Back in the early noughties my face looked exactly like a baby’s arse, except for the whisper of a line tiptoeing across the bridge of my nose. I obsessed over this ever deepening groove – a product of squinting into a monitor on exotic locations while filming panty shield ads with gallons of blue liquid and girls running through slow motion raindrops laughing and laughing. It was a proper job that paid extortionately well and, since at that time I had no tots or helpmeets to pester the bank balance, it was entirely up to me how I frittered it all away. I chose travel, drugs and facial renovation. Imagine my delight when I found I could combine all three.
During my Southeast Asian salad days the SARS pandemic was in full plague. But I was a mercenary advertising spinner who could weave a silver lining from the blackest winding sheet. I’d nip across to deserted, desperate Singapore and hole up in an almost empty Grand Hyatt for tuppence ha’penny a night. It was lucky that airfares and hotels were so cheap, ‘cos Botox and filler cost a fucking arm and a leg back then. So I’d have a glass of bubbles around 8am, wander down to a shiny medical tower on Orchard and come out an hour later 800 bucks lighter, with bloody pinpricks on my forehead and lips the size of bagels.
Botox is less tiny painful pearls of acid and more straight liquid poison, so although Doctor Joyce was the Michelangela of mouth sculpture, I stopped doing the filler because actually they’re just pumping your lip tubes with nano beady things and it really, really hurts. It makes you sweat and squeal, and not in a good way. I had the option of anaesthetic cream but was too impatient to shop the going-out-of-business sales than to wait 40 minutes for it to work. There was also novocaine but how can you stuff your gob with gourmet laksa if you can’t feel anything from the neck up?

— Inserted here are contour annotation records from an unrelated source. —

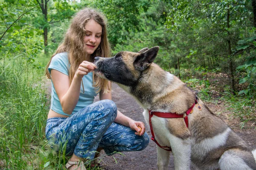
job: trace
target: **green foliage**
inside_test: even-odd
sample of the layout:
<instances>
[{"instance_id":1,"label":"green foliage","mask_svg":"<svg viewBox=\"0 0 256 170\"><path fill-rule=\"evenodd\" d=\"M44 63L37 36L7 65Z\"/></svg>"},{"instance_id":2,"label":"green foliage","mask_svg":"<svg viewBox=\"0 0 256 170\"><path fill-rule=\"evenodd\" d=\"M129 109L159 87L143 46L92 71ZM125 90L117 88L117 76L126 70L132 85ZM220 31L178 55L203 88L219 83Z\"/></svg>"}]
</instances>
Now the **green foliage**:
<instances>
[{"instance_id":1,"label":"green foliage","mask_svg":"<svg viewBox=\"0 0 256 170\"><path fill-rule=\"evenodd\" d=\"M138 17L148 6L145 0L98 0L91 5L99 9L108 18L109 39L113 47L122 44L129 34L141 30Z\"/></svg>"},{"instance_id":2,"label":"green foliage","mask_svg":"<svg viewBox=\"0 0 256 170\"><path fill-rule=\"evenodd\" d=\"M0 162L4 168L64 168L67 158L56 155L45 141L49 96L41 85L50 54L62 40L71 16L85 6L105 14L113 54L159 46L155 62L198 91L201 99L211 100L224 93L242 127L255 121L256 28L250 2L53 0L48 1L47 16L38 2L0 3ZM43 50L49 56L42 54ZM235 95L229 85L232 71Z\"/></svg>"},{"instance_id":3,"label":"green foliage","mask_svg":"<svg viewBox=\"0 0 256 170\"><path fill-rule=\"evenodd\" d=\"M48 100L29 57L8 57L0 65L0 159L9 169L35 165L31 150L44 137Z\"/></svg>"},{"instance_id":4,"label":"green foliage","mask_svg":"<svg viewBox=\"0 0 256 170\"><path fill-rule=\"evenodd\" d=\"M234 96L229 91L225 93L223 96L225 101L228 103L228 109L233 113L230 116L240 119L241 121L241 128L248 121L255 122L256 100L255 98L248 99L243 96Z\"/></svg>"}]
</instances>

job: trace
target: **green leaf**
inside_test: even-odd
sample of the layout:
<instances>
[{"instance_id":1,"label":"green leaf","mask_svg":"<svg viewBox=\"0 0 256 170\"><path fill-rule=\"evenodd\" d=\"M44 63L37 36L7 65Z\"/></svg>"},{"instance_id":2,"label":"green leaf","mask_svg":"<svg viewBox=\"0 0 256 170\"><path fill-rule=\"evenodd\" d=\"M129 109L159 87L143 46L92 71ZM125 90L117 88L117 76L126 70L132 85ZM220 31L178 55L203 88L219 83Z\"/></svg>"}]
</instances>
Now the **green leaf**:
<instances>
[{"instance_id":1,"label":"green leaf","mask_svg":"<svg viewBox=\"0 0 256 170\"><path fill-rule=\"evenodd\" d=\"M49 165L50 164L50 162L46 162L45 164L44 164L44 167L47 167L49 166Z\"/></svg>"},{"instance_id":2,"label":"green leaf","mask_svg":"<svg viewBox=\"0 0 256 170\"><path fill-rule=\"evenodd\" d=\"M20 20L20 23L26 23L26 21L24 20Z\"/></svg>"},{"instance_id":3,"label":"green leaf","mask_svg":"<svg viewBox=\"0 0 256 170\"><path fill-rule=\"evenodd\" d=\"M15 29L20 29L20 28L21 28L21 27L20 27L20 26L14 26L14 28Z\"/></svg>"},{"instance_id":4,"label":"green leaf","mask_svg":"<svg viewBox=\"0 0 256 170\"><path fill-rule=\"evenodd\" d=\"M240 94L247 94L247 93L248 93L247 90L243 90L239 91L239 93L238 93L238 94L240 95Z\"/></svg>"},{"instance_id":5,"label":"green leaf","mask_svg":"<svg viewBox=\"0 0 256 170\"><path fill-rule=\"evenodd\" d=\"M249 47L249 45L244 45L242 46L239 46L236 47L236 49L237 50L240 50L241 49L243 49L244 50L247 48L248 47Z\"/></svg>"},{"instance_id":6,"label":"green leaf","mask_svg":"<svg viewBox=\"0 0 256 170\"><path fill-rule=\"evenodd\" d=\"M245 83L247 81L247 79L248 79L248 77L245 77L243 78L242 79L240 79L240 80L239 81L239 84L240 85L240 84Z\"/></svg>"},{"instance_id":7,"label":"green leaf","mask_svg":"<svg viewBox=\"0 0 256 170\"><path fill-rule=\"evenodd\" d=\"M9 30L7 30L7 31L6 32L12 32L12 31L13 31L13 29L9 29Z\"/></svg>"},{"instance_id":8,"label":"green leaf","mask_svg":"<svg viewBox=\"0 0 256 170\"><path fill-rule=\"evenodd\" d=\"M22 4L24 4L26 3L26 2L24 0L19 0L19 3L21 3Z\"/></svg>"},{"instance_id":9,"label":"green leaf","mask_svg":"<svg viewBox=\"0 0 256 170\"><path fill-rule=\"evenodd\" d=\"M245 65L239 65L239 66L236 68L236 69L241 69L246 68L246 66Z\"/></svg>"},{"instance_id":10,"label":"green leaf","mask_svg":"<svg viewBox=\"0 0 256 170\"><path fill-rule=\"evenodd\" d=\"M247 42L247 41L244 41L244 40L242 40L238 41L238 42L237 42L237 44L246 44Z\"/></svg>"}]
</instances>

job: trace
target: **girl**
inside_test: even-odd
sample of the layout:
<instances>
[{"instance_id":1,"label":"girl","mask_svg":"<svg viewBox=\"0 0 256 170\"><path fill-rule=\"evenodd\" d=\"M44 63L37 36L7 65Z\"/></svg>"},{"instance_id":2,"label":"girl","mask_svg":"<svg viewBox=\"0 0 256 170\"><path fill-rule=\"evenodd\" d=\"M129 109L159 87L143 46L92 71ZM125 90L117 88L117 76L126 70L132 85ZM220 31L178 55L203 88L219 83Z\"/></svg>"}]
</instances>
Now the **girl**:
<instances>
[{"instance_id":1,"label":"girl","mask_svg":"<svg viewBox=\"0 0 256 170\"><path fill-rule=\"evenodd\" d=\"M110 82L93 72L95 57L110 56L105 18L86 8L73 17L47 65L52 89L46 137L57 152L72 155L65 165L69 170L85 170L90 161L98 163L102 149L110 154L141 150L148 144L143 122L117 110L111 100ZM93 103L99 93L100 101Z\"/></svg>"}]
</instances>

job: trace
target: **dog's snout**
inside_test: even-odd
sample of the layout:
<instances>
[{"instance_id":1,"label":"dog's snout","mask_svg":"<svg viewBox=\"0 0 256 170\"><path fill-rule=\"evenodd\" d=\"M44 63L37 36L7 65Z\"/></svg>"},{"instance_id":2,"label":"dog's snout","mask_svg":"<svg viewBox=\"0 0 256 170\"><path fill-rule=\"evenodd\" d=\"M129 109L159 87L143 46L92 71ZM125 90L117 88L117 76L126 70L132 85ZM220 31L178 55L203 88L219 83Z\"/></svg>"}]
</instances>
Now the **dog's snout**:
<instances>
[{"instance_id":1,"label":"dog's snout","mask_svg":"<svg viewBox=\"0 0 256 170\"><path fill-rule=\"evenodd\" d=\"M96 61L97 60L99 60L99 57L94 57L94 61Z\"/></svg>"}]
</instances>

The last time I got my forehead chemically ironed was almost a year ago in Bangers. Frivolous trips to the gender reassignment capital of the world for 10 minutes at Miss Porn Orchid Face and Bodyworks are out of the question since I joined the impecunious ranks of CharmingVille’s midlife wanderers. I searched for a clinic right here in our glorious, naturally attractive hamlet that met simple criteria: cheap, A/C, all the lights on, clean needles and absolutely no fucking Kenny G.
The place I found not only fit this bill, but Prince had obviously had a hand in the décor. As I reclined on the electric purple crushed velvet chaise, the silver glitter wallpaper twinkled with actual Swarovski crystals and my “doctor” prepared my head skin with a lavender satin icepack. In the time it took him to get his cosmetology diploma I was punctured and pricked and relaxing in the Recovery Parlour listening to the soundtrack of Frozen. I’m not lying about that bit. It was eerie. Anyhow, there was iced water and ladies around me in various face swaddles playing Facebook. Except for the one droopy eye, I felt I was looking 10 years younger already.
I know I should have plumped for the Miele. But no one ever dies wishing they’d done more washing. When I fall off the perch and Joaquin Phoenix is kissing my cheek adieu at my open casket post clog-pop carouse he’ll marvel at my enduring youthful good looks, and I’ll be happy knowing that getting some work done was all worth it in the end.